Loads from SSM Parameter Store with local fallback for development.
"""
import os
import json
import logging
from dataclasses import dataclass
from typing import Dict, Any, Optional
from functools import lru_cache

import boto3
from botocore.exceptions import ClientError

logger = logging.getLogger(__name__)


@dataclass
class MangaAssistConfig:
    """Centralized configuration for MangaAssist services."""
    environment: str
    primary_region: str
    failover_regions: list
    default_model: str
    sync_timeout_ms: int
    async_queue_url: str
    cache_ttl_seconds: int
    max_conversation_turns: int
    enable_prompt_caching: bool
    enable_fallback_model: bool
    log_level: str

    @classmethod
    def from_dict(cls, data: dict) -> "MangaAssistConfig":
        return cls(
            environment=data.get("environment", "dev"),
            primary_region=data.get("primary_region", "us-east-1"),
            failover_regions=data.get("failover_regions", ["us-west-2"]),
            default_model=data.get("default_model", "sonnet"),
            sync_timeout_ms=data.get("sync_timeout_ms", 3000),
            async_queue_url=data.get("async_queue_url", ""),
            cache_ttl_seconds=data.get("cache_ttl_seconds", 300),
            max_conversation_turns=data.get("max_conversation_turns", 10),
            enable_prompt_caching=data.get("enable_prompt_caching", True),
            enable_fallback_model=data.get("enable_fallback_model", True),
            log_level=data.get("log_level", "INFO"),
        )


@lru_cache(maxsize=1)
def load_config(environment: Optional[str] = None) -> MangaAssistConfig:
    """
    Load configuration from SSM Parameter Store.
    Falls back to environment variables for local development.
    """
    env = environment or os.environ.get("MANGA_ENV", "dev")

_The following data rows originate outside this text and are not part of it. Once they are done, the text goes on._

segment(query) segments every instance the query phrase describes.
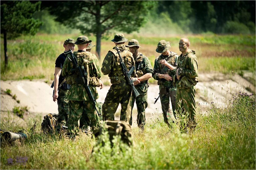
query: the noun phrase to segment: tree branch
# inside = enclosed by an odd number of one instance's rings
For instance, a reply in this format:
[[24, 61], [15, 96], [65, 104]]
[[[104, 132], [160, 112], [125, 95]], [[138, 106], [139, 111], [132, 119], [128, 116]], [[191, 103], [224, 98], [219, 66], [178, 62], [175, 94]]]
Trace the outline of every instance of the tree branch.
[[112, 13], [112, 14], [110, 14], [110, 15], [109, 15], [108, 17], [106, 18], [105, 18], [105, 19], [104, 19], [104, 20], [103, 20], [103, 21], [102, 21], [100, 23], [102, 24], [103, 23], [103, 22], [105, 22], [105, 21], [106, 21], [107, 20], [108, 20], [109, 19], [109, 18], [110, 18], [111, 17], [112, 17], [112, 15], [114, 15], [115, 14], [116, 14], [116, 13], [117, 13], [118, 12], [118, 11], [119, 11], [119, 10], [120, 10], [120, 9], [121, 9], [121, 8], [122, 8], [122, 7], [121, 6], [120, 8], [119, 8], [117, 10], [115, 11], [115, 12], [114, 12], [113, 13]]
[[114, 25], [112, 26], [111, 26], [111, 27], [109, 27], [106, 28], [103, 31], [101, 32], [101, 34], [103, 34], [106, 31], [107, 31], [107, 30], [108, 30], [111, 29], [111, 28], [113, 28], [114, 27], [115, 27], [116, 26], [115, 25]]

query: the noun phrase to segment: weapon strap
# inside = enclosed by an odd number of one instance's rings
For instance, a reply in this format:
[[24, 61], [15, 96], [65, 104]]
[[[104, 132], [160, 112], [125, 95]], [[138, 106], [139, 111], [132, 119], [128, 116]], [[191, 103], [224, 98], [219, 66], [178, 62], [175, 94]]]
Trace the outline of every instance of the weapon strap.
[[59, 87], [58, 87], [58, 89], [60, 88], [60, 87], [61, 87], [62, 86], [62, 84], [63, 84], [63, 83], [65, 82], [66, 82], [66, 78], [64, 79], [64, 80], [63, 80], [62, 81], [62, 82], [60, 83], [60, 85], [59, 86]]

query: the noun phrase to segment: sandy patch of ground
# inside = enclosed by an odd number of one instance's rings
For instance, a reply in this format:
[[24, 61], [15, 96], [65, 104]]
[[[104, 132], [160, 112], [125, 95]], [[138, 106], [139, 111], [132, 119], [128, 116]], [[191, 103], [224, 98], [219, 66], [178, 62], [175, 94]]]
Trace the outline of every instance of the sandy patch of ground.
[[[212, 102], [217, 105], [223, 106], [224, 104], [225, 106], [225, 104], [223, 102], [232, 99], [235, 96], [236, 93], [241, 91], [250, 93], [248, 90], [254, 93], [255, 91], [255, 86], [252, 85], [246, 79], [237, 75], [231, 77], [219, 73], [204, 74], [200, 75], [199, 79], [199, 82], [195, 87], [196, 100], [200, 107], [209, 107]], [[0, 108], [1, 121], [3, 116], [7, 116], [6, 115], [8, 111], [12, 112], [13, 108], [15, 106], [27, 106], [29, 108], [28, 112], [30, 113], [31, 115], [40, 114], [42, 120], [43, 116], [47, 113], [57, 114], [58, 105], [57, 103], [52, 101], [53, 89], [50, 87], [50, 86], [42, 80], [1, 81]], [[110, 87], [109, 86], [105, 86], [101, 90], [97, 88], [99, 96], [97, 100], [98, 102], [104, 102]], [[17, 103], [11, 96], [5, 93], [4, 92], [7, 89], [11, 90], [13, 95], [16, 95], [16, 100], [20, 101], [20, 103]], [[146, 119], [152, 116], [152, 113], [154, 115], [161, 114], [160, 100], [155, 104], [154, 104], [155, 98], [158, 96], [159, 93], [158, 85], [150, 85], [148, 91], [148, 106], [146, 110]], [[116, 112], [118, 116], [120, 115], [120, 105]], [[137, 117], [135, 103], [133, 112], [133, 126], [136, 125]], [[9, 117], [10, 114], [9, 114]], [[24, 118], [29, 116], [27, 115]], [[119, 119], [118, 117], [116, 118]]]

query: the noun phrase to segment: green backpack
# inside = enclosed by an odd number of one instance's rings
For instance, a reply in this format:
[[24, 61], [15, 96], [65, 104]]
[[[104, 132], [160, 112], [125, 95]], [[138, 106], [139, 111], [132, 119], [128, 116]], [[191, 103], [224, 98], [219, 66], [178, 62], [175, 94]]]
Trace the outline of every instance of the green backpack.
[[48, 133], [56, 130], [58, 124], [58, 115], [49, 113], [44, 116], [44, 120], [41, 124], [41, 129], [43, 132]]
[[107, 131], [109, 135], [109, 140], [111, 146], [113, 146], [112, 140], [114, 136], [120, 135], [121, 139], [124, 143], [129, 146], [133, 144], [133, 136], [131, 125], [123, 121], [106, 120], [103, 122], [101, 127], [93, 132], [96, 138]]

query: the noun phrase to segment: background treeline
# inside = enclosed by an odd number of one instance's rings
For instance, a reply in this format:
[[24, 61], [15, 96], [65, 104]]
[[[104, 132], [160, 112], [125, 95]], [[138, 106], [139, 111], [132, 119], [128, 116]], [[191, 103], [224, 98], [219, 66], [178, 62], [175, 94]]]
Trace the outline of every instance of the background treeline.
[[[154, 3], [147, 22], [138, 32], [135, 33], [150, 35], [255, 33], [255, 1], [162, 1]], [[50, 14], [47, 8], [41, 6], [42, 10], [36, 12], [34, 17], [43, 23], [40, 32], [61, 34], [79, 32], [78, 29], [56, 21], [56, 17]]]

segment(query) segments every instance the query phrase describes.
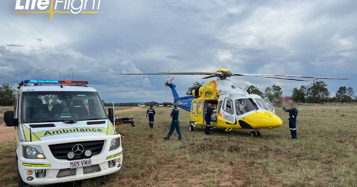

    if env == "dev" and not os.environ.get("AWS_DEFAULT_REGION"):
        logger.info("Loading local development config")
        return MangaAssistConfig.from_dict({"environment": "dev"})

    try:
        ssm = boto3.client("ssm")
        param_path = f"/manga-assist/{env}/"

        paginator = ssm.get_paginator("get_parameters_by_path")
        params = {}
        for page in paginator.paginate(
            Path=param_path,
            Recursive=True,
            WithDecryption=True,
        ):
            for param in page["Parameters"]:
                key = param["Name"].replace(param_path, "")
                value = param["Value"]
                # Auto-parse JSON values
                try:
                    value = json.loads(value)
                except (json.JSONDecodeError, TypeError):
                    pass
                params[key] = value

        logger.info("Loaded %d config params from SSM for env=%s", len(params), env)
        return MangaAssistConfig.from_dict(params)

    except ClientError as exc:
        logger.error("Failed to load SSM config: %s", exc)
        raise

Key Takeaways

# Takeaway
1 Bedrock InvokeModel is synchronous and blocks until the full response is ready — budget timeout carefully (25s model + 3-4s overhead < 29s API Gateway limit).
2 Multi-region failover with exponential cooldown prevents cascading failures — track per-region health and automatically route around outages.
3 API Gateway request validation (JSON Schema models) rejects malformed payloads before they reach compute, saving ECS capacity and reducing attack surface.
4 Connection pooling (50 pool connections for 50 TPS peak) avoids TCP handshake overhead — reuse the Bedrock client across requests in the ECS task.
5 Japanese text handling requires NFC normalization, UTF-8 byte-length checks (3 bytes per char), and CJK-aware token estimation (~1.5 tokens/char).
6 Cost awareness belongs in the client layer — MODEL_CATALOG encodes per-token pricing so the orchestrator can make routing decisions.
7 Defense in depth: API Gateway schema validation + ECS server-side validation + prompt sanitization — each layer catches what the prior missed.
8 Environment configuration via SSM Parameter Store with lru_cache avoids repeated API calls while supporting per-environment tuning.